Heide asintió muy orgulloso y se colocó reglamentariamente en el hombro su fusil ametrallador.

– Aún más, Hermanito: el más guapo del mundo. Fíjate en mi barboquejo. Cinco años de mi paga a que no puedes encontrar ni el menor rastro de moho. ¡Si han llegado a examinarlo veces y más veces este barboquejo! Pero nunca han encontrado el más pequeño fallo. En la escuela de suboficiales acababan por mirarnos el trasero cuando no encontraban nada más.

Heide se inclinó hacia el suelo.

– Adelante, Hermanito. Mi trasero también está limpio. Me lo lavo tres veces al día con un guante de aseo. Mi peine está aún más limpio que cuando lo compré. Mide las uñas de mis pies: medio milímetro: ni más, ni menos. ¿Qué es lo primero que hago después de cavar un agujero? ¿Eh, Hermanito?

– Te limpias las uñas -murmuró éste.

– Exactamente, y con un limpiaúñas. No con la bayoneta, como tú y los demás.

Heide se quitó el casco.

– Dime si encuentras un solo cabello que no sea reglamentario. Incluso mis piojos andan a paso de marcha y circulan por la derecha. Pero Leopold Brandt, el Feldwebel del diablo, me ha atrapado a causa de una raya torcida. Es la primera vez en los anales de la guerra que le ocurre una cosa así a un soldado como yo. ¿Sabes lo que se ha inventado para demostrar que mi raya no era derecha? Un telémetro de artillería. Me ha hecho colocar en el otro extremo del terreno de ejercicios, después ha subido al techo de la 3.ª Compañía y, mirando por el telémetro, ha demostrado que mi raya no era bien recta. Pero te juro que no volverá a ocurrir. Desde ahora, me peinaré hasta los pelos del trasero. ¿Por qué es de esta manera?
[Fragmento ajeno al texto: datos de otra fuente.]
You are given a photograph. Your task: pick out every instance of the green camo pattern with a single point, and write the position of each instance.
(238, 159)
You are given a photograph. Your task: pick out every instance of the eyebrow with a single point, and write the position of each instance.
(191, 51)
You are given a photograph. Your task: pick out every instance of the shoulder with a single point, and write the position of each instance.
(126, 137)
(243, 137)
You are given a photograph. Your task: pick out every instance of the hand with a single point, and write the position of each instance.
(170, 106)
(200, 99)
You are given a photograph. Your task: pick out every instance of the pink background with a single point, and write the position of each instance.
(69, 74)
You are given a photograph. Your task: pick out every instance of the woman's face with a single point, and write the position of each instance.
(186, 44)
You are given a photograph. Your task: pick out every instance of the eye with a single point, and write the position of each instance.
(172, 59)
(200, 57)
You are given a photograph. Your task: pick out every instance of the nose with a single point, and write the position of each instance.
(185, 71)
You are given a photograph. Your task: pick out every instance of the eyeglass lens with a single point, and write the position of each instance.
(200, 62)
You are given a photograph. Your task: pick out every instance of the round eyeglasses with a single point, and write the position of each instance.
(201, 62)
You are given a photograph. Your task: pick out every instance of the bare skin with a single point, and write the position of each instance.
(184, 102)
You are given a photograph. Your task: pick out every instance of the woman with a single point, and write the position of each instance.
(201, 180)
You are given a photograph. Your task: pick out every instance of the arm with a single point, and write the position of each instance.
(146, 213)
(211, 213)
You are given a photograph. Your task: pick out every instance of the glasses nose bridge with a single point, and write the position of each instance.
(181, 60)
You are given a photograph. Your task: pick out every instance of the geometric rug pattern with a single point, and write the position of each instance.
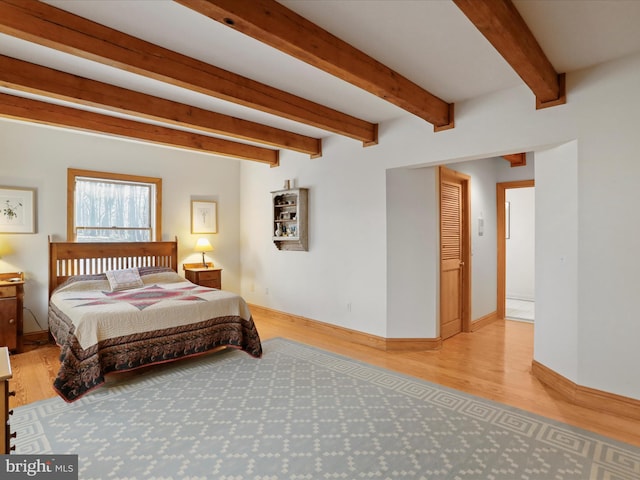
(304, 413)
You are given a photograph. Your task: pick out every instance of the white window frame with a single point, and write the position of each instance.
(156, 206)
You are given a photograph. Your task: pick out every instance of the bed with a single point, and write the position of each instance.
(116, 307)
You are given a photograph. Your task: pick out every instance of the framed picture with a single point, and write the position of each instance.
(17, 210)
(204, 218)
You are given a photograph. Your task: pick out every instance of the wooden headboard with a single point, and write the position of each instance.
(70, 258)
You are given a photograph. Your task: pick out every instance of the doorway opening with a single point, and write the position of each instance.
(516, 245)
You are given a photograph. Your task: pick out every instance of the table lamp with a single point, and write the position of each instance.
(203, 245)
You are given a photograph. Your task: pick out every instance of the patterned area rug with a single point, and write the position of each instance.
(303, 413)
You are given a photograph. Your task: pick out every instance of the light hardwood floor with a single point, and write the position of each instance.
(493, 362)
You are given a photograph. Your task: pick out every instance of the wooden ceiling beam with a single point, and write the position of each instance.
(516, 159)
(31, 78)
(55, 28)
(273, 24)
(501, 23)
(37, 111)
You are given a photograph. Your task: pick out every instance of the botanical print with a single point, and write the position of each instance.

Hermanito se sonó ruidosamente con los dedos, carraspeó, echó la cabeza hacia atrás como un lama y apuntó con justeza al águila de la cruz gamada que había en la pared.



– Debieron molestar a su madre cuando le llevaba.

– Es un aborto -dijo Heide.

– ¡Ah! ¡Si pudiéramos llevárnoslo con los rusos…! Le enviaríamos delante, el primero, y nosotros atacaríamos al cabo de dos horas. A mí me atrapó a causa de un dedo del pie aplastado.

– Esto es muy propio de Leopold -exclamó Heide en la calle silenciosa.

Y golpeó furiosamente el suelo con la culata de su fusil ametrallador.

Entraron en el refugio.

– ¿Vais a cargaros a Leopold? -preguntó Porta.

– Sí, confía en nosotros. Estamos hartos -siseó Heide-. Si en el próximo ejercicio de tiro real conseguimos tenerlo en el 3 como marcador, se ha terminado el guapo Leopold.

– ¿Cómo lo haréis? -pregunté.

Hermanito se dobló por la cintura e hizo un ademán a Heide.

– ¿Se lo decimos?

Heide asintió.

– Si juran no decirlo a nadie…

Porta y yo lo prometimos.

Hermanito se mostró radiante, bebió un largo sorbo de «Slibowitz», eructó y pasó la botella a Porta.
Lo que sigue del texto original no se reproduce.